Réponse: – Qui… euh…Moi ? hein, moi, j’adore faire du shopping!
suivi d’un rire de hyène.
Endettement, problème de sous, en France, souffrance dans la « sous-France », précarité, dans la rue, les gilets jaunes et la classe moyenne écœurés, dédaignés par les castes dites « supérieures ».
Si en 2017, on avait parlé de « point de rupture » à la limite des forces en présence, on vous aurait ri au nez. Pourtant un an plus tard, ça ne surprend personne. Comme ces concours de milliers de dominos qui tombent en hécatombe, comme les amours s’étiolent, comme un feu aux poudres, l’érosion s’est accélérée au cours des vingt dernières années. Les sonnettes d’alarme crient à tout va, les sirènes hurlent tant et plus, mais toutes les alertes n’y changent rien, on s’habitue juste à les entendre. Comme chauffeur d’Uber, tatoueur ou climatologue, l’activisme des « lanceurs d’alerte » est devenu une profession / occupation à temps plein, façon blogueur pas blagueur.

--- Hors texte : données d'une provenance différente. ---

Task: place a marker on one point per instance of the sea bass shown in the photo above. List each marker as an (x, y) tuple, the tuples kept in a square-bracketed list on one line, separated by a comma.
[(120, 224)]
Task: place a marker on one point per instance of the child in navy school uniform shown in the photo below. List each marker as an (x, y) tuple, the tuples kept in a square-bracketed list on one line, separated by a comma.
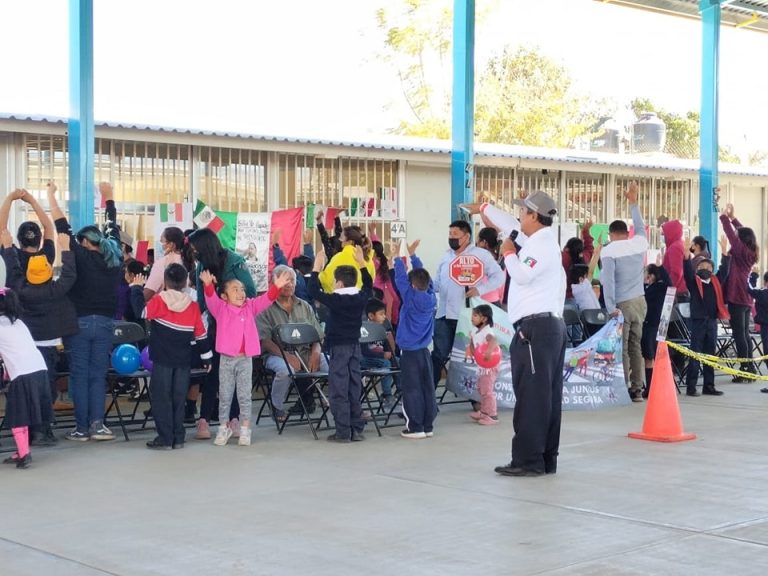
[(761, 314), (342, 338), (414, 333)]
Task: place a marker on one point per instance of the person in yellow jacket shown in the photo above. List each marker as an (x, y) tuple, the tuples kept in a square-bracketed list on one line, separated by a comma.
[(351, 236)]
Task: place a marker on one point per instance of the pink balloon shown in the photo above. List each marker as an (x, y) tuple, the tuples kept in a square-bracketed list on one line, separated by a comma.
[(480, 356)]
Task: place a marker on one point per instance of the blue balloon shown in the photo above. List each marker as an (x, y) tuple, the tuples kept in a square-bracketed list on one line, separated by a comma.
[(126, 359)]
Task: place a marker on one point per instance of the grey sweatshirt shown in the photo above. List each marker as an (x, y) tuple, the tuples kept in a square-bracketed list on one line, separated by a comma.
[(623, 262)]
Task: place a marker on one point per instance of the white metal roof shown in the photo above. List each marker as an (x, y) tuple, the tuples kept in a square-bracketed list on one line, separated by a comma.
[(393, 143)]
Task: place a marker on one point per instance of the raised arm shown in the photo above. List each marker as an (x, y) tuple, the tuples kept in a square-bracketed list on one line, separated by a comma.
[(5, 208), (49, 231)]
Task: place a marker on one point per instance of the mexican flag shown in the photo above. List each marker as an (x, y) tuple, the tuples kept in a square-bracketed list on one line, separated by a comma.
[(170, 214), (250, 235)]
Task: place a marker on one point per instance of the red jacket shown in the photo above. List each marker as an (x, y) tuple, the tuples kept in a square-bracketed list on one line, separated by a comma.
[(674, 254)]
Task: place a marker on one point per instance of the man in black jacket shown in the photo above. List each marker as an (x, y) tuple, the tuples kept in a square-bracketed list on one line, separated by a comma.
[(50, 316)]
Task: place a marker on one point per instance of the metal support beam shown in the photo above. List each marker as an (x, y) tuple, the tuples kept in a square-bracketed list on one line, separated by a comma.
[(81, 125), (708, 131), (463, 107)]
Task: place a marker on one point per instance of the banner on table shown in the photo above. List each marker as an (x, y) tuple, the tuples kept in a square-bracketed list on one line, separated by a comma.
[(593, 373), (169, 214)]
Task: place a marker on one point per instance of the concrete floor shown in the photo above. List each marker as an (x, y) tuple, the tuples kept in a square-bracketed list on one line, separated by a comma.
[(291, 505)]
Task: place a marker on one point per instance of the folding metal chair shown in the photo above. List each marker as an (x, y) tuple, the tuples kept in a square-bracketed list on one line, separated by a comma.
[(573, 325), (594, 319), (290, 337), (127, 333), (372, 332), (679, 333)]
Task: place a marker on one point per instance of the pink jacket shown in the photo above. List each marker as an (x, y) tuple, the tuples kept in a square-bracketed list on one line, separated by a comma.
[(236, 332)]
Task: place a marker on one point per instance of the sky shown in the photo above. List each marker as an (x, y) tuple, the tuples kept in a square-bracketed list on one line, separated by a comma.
[(303, 67)]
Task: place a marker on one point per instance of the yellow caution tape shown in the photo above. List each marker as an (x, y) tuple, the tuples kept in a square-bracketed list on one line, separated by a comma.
[(710, 360)]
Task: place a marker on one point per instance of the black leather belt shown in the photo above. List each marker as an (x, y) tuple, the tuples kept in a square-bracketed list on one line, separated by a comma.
[(517, 324)]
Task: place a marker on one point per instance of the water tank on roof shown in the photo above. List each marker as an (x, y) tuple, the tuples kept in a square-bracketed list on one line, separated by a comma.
[(608, 138), (649, 133)]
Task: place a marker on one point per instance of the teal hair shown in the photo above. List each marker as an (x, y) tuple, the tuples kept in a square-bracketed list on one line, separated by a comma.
[(108, 248)]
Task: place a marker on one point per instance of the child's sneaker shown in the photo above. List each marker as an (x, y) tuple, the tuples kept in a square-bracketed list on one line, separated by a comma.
[(245, 436), (223, 436), (203, 430), (488, 420), (412, 435)]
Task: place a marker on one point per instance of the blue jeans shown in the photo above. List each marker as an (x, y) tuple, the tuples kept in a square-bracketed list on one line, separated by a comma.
[(372, 362), (88, 364)]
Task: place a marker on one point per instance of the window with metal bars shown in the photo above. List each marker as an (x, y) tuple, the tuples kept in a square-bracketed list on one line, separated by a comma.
[(232, 179)]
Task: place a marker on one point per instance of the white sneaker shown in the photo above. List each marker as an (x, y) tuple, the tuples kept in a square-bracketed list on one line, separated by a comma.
[(222, 436), (234, 425), (413, 435), (245, 436)]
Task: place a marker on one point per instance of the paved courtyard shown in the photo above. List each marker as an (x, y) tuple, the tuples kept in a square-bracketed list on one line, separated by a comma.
[(292, 505)]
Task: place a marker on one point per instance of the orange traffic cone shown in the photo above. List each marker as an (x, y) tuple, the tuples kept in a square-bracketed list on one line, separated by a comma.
[(662, 421)]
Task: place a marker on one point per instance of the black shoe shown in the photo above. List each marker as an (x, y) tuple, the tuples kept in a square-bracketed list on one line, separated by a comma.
[(24, 462), (339, 439), (156, 444), (297, 409), (511, 470)]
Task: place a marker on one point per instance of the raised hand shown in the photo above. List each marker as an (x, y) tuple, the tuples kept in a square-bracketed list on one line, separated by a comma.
[(139, 280), (207, 278), (6, 240), (632, 192), (62, 240), (106, 191)]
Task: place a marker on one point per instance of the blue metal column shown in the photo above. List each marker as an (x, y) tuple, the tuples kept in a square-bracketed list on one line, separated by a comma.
[(708, 127), (463, 107), (81, 126)]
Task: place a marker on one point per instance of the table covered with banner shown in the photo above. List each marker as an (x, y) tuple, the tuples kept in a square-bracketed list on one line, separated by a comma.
[(593, 372)]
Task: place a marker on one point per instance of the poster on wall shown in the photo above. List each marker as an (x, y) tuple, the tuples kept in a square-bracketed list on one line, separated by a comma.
[(593, 373), (252, 241)]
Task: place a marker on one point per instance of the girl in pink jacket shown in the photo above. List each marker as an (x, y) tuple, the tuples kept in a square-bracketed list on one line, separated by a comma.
[(237, 340)]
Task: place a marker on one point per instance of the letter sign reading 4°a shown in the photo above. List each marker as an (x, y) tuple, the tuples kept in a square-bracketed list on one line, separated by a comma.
[(397, 230), (466, 270)]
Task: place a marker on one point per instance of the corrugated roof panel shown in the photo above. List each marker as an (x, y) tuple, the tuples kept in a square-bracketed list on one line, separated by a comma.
[(433, 146)]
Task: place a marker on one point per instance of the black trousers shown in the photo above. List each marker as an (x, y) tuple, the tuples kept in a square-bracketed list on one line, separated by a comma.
[(740, 329), (168, 392), (345, 388), (209, 388), (442, 344), (704, 340), (418, 389), (537, 354)]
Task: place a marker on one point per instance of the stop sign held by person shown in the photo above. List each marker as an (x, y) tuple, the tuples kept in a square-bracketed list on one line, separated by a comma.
[(466, 270)]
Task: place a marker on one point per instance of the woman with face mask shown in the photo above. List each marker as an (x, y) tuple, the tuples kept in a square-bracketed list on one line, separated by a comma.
[(744, 254), (453, 297)]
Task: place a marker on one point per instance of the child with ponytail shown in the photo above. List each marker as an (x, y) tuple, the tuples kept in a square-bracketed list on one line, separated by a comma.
[(26, 369)]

Chacun baisse le menton sur sa tablette et Smartphone, on dresse le majeur en l’air pour faire savoir qu’on s’en fout… Salut hitlérien ou quenelle de merde, chacun se replie sur ses soucis et ses envies de vacances, et l’on parle d’un vain espoir de réalisation personnelle. Individualisé, on se gave de junk food sucrée en répétant qu’il n’y a pas de raison qu’on se prive vu que les « zôtres » s’en mettent plein la panse.
On nie l’évidence et on détruit l’éco système sans complexe, (huile de palme assassine!), on relance la chasse à la baleine ou on préconise le « tourisme chasseur…» etc.
On accepte les horreurs avec indifférence. Les dictatures s’installent en promettant la sécurité. Les députés s’accordent des augmentations mirifiques et votent des lois pour s’auto-affranchir de toute condamnation. Les dirigeants signent entre eux des pactes de non-intervention. Les présidents alternent la carotte et le bâton et chacun prie pour sa paroisse. Les journalistes ménagent la chèvre et le chou. On allume des feux de barrage, on livre quelques boucs émissaires en pâture à la vindicte publique et celle-ci libère sa haine en lapidant les coupables présumés…
Bref on fait joyeusement comme si de rien était…
Et l’on s’oblige à se réjouir des moindres bonnes nouvelles en espérant qu’elles suffiront à étouffer les mauvaises.
« Même pas sommeil », mon 23ème album sortira chez PIAS en Janvier, puis ce sera le livre « La mécanique du ciel » au Castor Astral, puis des expos (Février au Musée Paul Valéry à Sète), et une belle tournée à venir…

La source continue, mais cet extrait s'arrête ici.